This is the mail archive of the
mailing list for the GCC project.
sin/cos via SSE2, and an alignment bug (was Re: sqrt via SSE2)
> > There's then the issue, though it's probably more one for the next glibc
> > release after gcc-3.1 appears, of whether a sin() implementation using
> > code and a suitable rational-function approximation could get adequate
> > results in less than the 190-or-so cycles that fsin takes: I'm pretty
> > it's possible, even given that the necessary two divides can't take less
> > than 70 ticks and that one might want a table-lookup for argument
> Yes, we need to address this issue eventually.

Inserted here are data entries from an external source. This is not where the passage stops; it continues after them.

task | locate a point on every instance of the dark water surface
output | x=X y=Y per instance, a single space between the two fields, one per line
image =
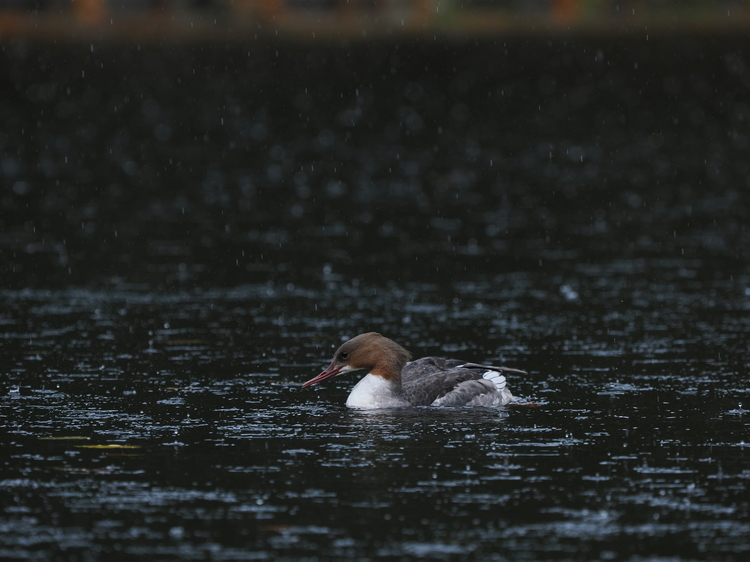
x=188 y=231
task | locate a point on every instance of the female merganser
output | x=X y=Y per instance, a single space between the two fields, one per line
x=392 y=381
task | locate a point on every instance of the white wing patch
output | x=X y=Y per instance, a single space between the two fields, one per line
x=495 y=378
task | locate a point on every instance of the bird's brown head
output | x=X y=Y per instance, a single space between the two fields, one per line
x=369 y=352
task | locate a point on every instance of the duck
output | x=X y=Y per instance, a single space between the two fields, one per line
x=392 y=380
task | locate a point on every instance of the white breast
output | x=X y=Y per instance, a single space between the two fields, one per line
x=375 y=392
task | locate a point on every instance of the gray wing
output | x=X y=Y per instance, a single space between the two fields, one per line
x=451 y=382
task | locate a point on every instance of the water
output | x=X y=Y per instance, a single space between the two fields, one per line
x=577 y=209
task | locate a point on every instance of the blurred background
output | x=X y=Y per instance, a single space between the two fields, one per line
x=199 y=199
x=357 y=18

Annoyingly, whilst I've quickly cobbled together a strategy that ought to
work for sin() -- a degree-4 Pad\'e approximation is accurate to within
7.5e-18 in [0 .. Pi/32], a 64-V2DF lookup table and a trig identity extend
to [0 .. 2*Pi], and I trust that
MOVSD twopi, XMM0
DIVSD XMM0, XMM1 -- divide by 53-bit-precision 2*PI
CVTTPD2DQ XMM1, XMM2 -- round to nearest integer
CVTTDQ2PD XMM2, XMM3 -- bring back to a double
MULSD XMM0, XMM3 -- multiple by 53-bit-precision 2*PI
SUBSD XMM3, XMM1 -- and get the remainder
is good-enough argument reduction for -ffast-math -- the actual
implementation really wants to be written using the SSE2 built-ins which at
present don't exist.
So I'll put that on a back-burner for the moment and continue bug-hunting:
I've got a rather suspicious problem at the moment where the use of unions
containing attribute(("V4SI")) elements either crashes the compiler in
expr.c, or generates code which uses MOVPD on non-16-byte-aligned objects
I'll bring in a more complete report tomorrow if the problem still exists
in -20020218, but for the moment see PR C/5680.